- Dink Dink on the map of Bulgaria
- Coordinates: 42°16′00″N 24°48′00″E﻿ / ﻿42.266667°N 24.8°E
- Country: Bulgaria
- Province: Plovdiv Province
- Municipality: Maritsa Municipality

Area
- • Land: 6.118 km^{2} (2.362 sq mi)

Population
- • Total: 909
- • Density: 149/km^{2} (390/sq mi)
- Area code: 03124

= Dink, Plovdiv Province =

Dink (Динк) is a village in Southern Bulgaria, Maritsa Municipality, Plovdiv Province. As of 15 June 2020, the village has a population of 909.

== Geography ==
Dink is located in the Upper Thracian Plain, 16 km southeast of Plovdiv, at an elevation ranging between 100-199 m above sea level. The village has a land area of 588.3 ha and has a bus line that reaches Plovdiv.

== History ==
During the years of Ottoman rule in Bulgaria, in Dink there were several Armenian Farms, built around 1850. There was a farm near the river, named "Dinkata", hence later the name of the village became "Dink".

=== Infrastructure ===
There is a church in Dink named "Uspenie Bogorodichno". It was destroyed in the 1928 Chirpan–Plovdiv earthquakes and was later rebuilt.

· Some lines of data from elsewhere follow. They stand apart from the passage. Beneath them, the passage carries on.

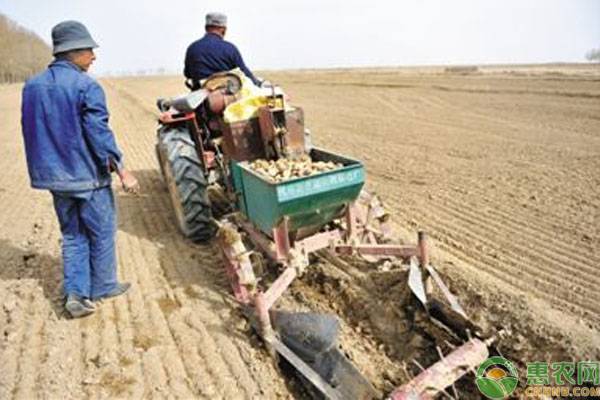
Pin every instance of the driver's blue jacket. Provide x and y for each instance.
(68, 143)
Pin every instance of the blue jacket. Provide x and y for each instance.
(68, 142)
(212, 54)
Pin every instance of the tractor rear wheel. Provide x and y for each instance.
(184, 176)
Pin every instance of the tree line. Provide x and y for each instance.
(22, 52)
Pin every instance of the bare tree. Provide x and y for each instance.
(22, 52)
(593, 55)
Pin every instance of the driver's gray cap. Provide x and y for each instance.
(71, 35)
(216, 19)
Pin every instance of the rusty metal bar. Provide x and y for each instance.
(309, 373)
(282, 239)
(279, 286)
(444, 372)
(264, 320)
(424, 261)
(392, 250)
(261, 240)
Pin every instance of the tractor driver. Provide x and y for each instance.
(213, 54)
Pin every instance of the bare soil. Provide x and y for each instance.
(499, 167)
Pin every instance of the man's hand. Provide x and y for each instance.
(129, 182)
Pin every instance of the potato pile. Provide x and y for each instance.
(285, 168)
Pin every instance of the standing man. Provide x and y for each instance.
(213, 54)
(71, 151)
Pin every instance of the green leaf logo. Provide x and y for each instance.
(497, 378)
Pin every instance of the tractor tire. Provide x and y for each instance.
(184, 176)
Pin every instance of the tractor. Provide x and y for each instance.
(212, 144)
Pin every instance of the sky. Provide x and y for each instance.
(147, 35)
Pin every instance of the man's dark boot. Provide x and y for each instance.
(117, 291)
(78, 306)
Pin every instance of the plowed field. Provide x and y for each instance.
(501, 168)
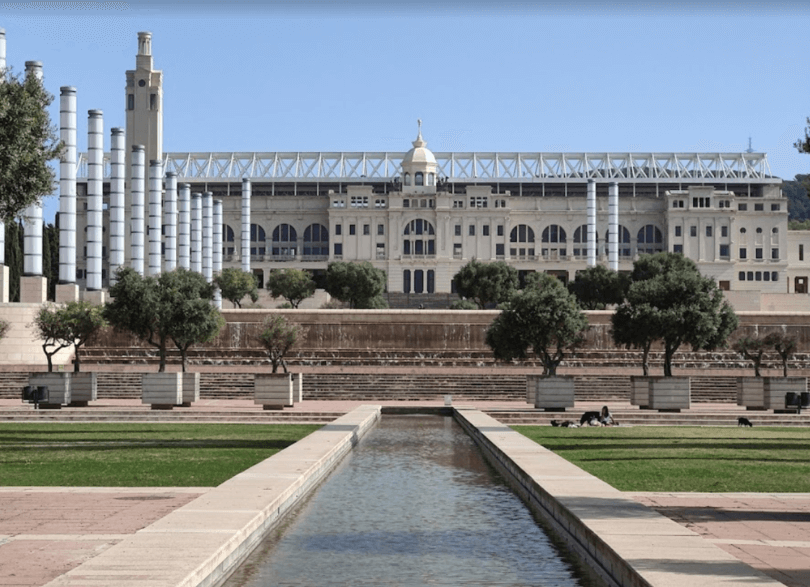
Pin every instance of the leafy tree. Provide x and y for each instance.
(294, 285)
(159, 309)
(752, 348)
(487, 284)
(359, 284)
(278, 338)
(669, 300)
(28, 141)
(596, 287)
(545, 318)
(784, 346)
(235, 284)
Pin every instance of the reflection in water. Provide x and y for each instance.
(413, 504)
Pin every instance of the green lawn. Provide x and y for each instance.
(136, 455)
(686, 458)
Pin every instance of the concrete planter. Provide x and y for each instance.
(59, 388)
(670, 394)
(83, 389)
(640, 390)
(554, 394)
(751, 392)
(274, 391)
(777, 387)
(162, 391)
(191, 388)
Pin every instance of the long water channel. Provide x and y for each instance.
(414, 503)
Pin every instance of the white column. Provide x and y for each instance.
(217, 257)
(136, 209)
(196, 232)
(245, 224)
(613, 226)
(155, 216)
(117, 178)
(208, 235)
(592, 232)
(170, 222)
(184, 228)
(95, 197)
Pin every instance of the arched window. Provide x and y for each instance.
(415, 242)
(285, 241)
(257, 240)
(650, 240)
(520, 237)
(316, 240)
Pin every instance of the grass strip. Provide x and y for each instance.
(137, 455)
(685, 459)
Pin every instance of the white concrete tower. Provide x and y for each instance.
(67, 186)
(170, 222)
(144, 107)
(217, 256)
(196, 232)
(184, 228)
(245, 252)
(155, 217)
(118, 159)
(95, 197)
(136, 221)
(592, 232)
(613, 226)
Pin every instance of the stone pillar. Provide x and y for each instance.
(155, 217)
(613, 226)
(170, 222)
(592, 232)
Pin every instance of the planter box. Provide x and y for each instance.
(273, 391)
(83, 389)
(777, 387)
(751, 392)
(59, 388)
(554, 394)
(162, 390)
(191, 388)
(640, 390)
(670, 394)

The first school in the village was established in 1905 in a private edifice. It remained functioning until 1912 or 1913, when it became governmental owned. It was built with community funds and was later destroyed during the massive earthquake in 1928. In 1929 it was rebuilt and named "Paisii Hilendarski" or "Otets Paisii".

The village also has a community hall and library named "Prosveta", which was built in 1938 and rebuilt in 2007.

In the center of the village a monument of a slain antifascist can be found.